Cinq minutes plus tard, Harada alla rejoindre ses pairs pour manger avec eux. Quand il fit coulisser la porte pour entrer, le jeune homme se figea. En effet, dans la pièce étaient bien présents Konodo, Hijikata, Inoue, Saito, Okita, Nagakura et Todo mais surtout, surtout Itô. Le lancier ne savait vraiment pas pour ce dernier était là mais cela n'annonçait rien de bon. A en juger par le plateau posé devant le conseiller de guerre, on pouvait aisément comprendre qu'il allait déjeuner avec le petit groupe de toujours. Les capitaines des première, deuxième et huitième division étaient tendus comme des arcs. Le vice-capitaine du shinsengumi donnait l'impression qu'il allait mordre. Genzaburo ne paraissait pas très à l'aise alors qu'Hajime semblait toujours aussi impassible.

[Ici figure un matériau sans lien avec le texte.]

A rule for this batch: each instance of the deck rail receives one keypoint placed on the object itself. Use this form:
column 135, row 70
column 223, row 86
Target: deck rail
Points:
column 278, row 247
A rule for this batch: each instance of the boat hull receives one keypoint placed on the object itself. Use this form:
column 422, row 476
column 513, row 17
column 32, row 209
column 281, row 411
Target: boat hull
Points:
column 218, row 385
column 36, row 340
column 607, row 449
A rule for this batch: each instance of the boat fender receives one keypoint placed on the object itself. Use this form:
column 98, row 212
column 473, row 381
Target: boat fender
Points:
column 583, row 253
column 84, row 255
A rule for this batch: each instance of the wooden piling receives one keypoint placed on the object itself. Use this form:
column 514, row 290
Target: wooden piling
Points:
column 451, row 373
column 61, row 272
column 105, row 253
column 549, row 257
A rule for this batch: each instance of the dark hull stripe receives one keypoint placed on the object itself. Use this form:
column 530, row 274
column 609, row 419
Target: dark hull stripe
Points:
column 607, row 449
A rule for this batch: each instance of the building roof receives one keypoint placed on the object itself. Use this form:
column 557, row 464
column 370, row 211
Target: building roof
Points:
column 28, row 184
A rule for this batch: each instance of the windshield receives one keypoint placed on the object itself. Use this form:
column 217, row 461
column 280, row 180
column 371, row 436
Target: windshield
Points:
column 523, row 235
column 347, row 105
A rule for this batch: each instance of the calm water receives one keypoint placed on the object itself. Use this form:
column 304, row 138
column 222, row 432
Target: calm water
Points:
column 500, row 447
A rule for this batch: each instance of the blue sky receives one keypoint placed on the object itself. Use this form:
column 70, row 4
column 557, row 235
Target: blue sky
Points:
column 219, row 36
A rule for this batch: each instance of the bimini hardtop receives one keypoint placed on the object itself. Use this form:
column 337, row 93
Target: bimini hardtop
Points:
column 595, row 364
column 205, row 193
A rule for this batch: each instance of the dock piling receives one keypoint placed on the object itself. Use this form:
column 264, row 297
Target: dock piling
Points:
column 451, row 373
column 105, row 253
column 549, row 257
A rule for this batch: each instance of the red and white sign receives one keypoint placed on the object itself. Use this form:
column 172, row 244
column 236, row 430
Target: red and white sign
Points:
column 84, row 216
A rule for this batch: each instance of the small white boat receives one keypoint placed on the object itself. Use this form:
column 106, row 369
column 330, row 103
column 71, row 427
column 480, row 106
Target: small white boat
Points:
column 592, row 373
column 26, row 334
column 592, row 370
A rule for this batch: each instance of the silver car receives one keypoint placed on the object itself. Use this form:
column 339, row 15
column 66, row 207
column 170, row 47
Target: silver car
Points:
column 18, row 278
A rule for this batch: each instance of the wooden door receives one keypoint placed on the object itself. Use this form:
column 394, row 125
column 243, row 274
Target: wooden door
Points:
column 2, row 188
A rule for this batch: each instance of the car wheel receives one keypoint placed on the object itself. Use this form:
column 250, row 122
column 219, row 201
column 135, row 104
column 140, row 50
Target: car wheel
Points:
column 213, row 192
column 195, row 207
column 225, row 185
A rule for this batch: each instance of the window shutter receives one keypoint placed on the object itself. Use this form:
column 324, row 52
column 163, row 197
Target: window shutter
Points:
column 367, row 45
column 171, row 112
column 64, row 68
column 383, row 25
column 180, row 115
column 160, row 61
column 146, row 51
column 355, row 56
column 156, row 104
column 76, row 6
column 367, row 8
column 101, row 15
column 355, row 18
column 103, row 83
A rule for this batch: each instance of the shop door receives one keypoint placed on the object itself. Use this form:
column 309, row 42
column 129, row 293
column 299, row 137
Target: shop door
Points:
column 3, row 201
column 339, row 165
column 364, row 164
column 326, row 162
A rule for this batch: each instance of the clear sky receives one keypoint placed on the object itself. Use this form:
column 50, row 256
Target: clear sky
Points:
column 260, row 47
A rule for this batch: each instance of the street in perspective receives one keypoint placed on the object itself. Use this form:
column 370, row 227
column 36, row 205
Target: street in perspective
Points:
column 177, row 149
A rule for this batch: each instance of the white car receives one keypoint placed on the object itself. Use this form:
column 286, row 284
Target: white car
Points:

«On attendait plus que toi Harada. Assis toi. Ordonna Kondo.

Le capitaine de la dixième division fut étonné du ton employé par son supérieur. En effet, il était sec et n'admettait aucune réplique. Devinant ainsi que quelqu'un allait encore se faire remonter les bretelles, le dernier arrivé s'assit en face de Shinpachi et Heisuke, en se retenant de soupirer.

_Je sais que ma présence peut vous sembler inhabituelle mais je me suis dit que passer plus de temps avec vous serait un bon moyen d'améliorer nos relations puisque nous travaillons ensemble. Déclara Itô en faisant l'un de ses sourires bien hypocrite.

Du coup de l'œil, Sanosuke devina que Nagakura venait de se retenir de balancer une pique.

_J'ai remarqué des faits troublants ces derniers jours et je tenais à vous en parler. Continua le conseiller de guerre.

_C'est-à-dire? Demanda Hijikata.

_Par exemple, je n'ai plus vu Yukimura-kun depuis trois jours. Hier soir, j'ai vu Nagakura-san et Todo-san passaient le mur d'enceinte pour sortir du quartier général et ce matin, j'ai vu la femme du docteur Matsumoto jetait sans raison apparente plusieurs kilogrammes de riz aux ordures.»

Alors qu'il venait de terminer de parler, Itô vit avec satisfaction que les deux «fuyards» d'hier soir étaient fusillés du regard par le «démon» du shinsengumi. Cela annonçait des heures de souffrances pour les deux concernés qui, à présent, suaient à grosses gouttes en regardant leur futur bourreau.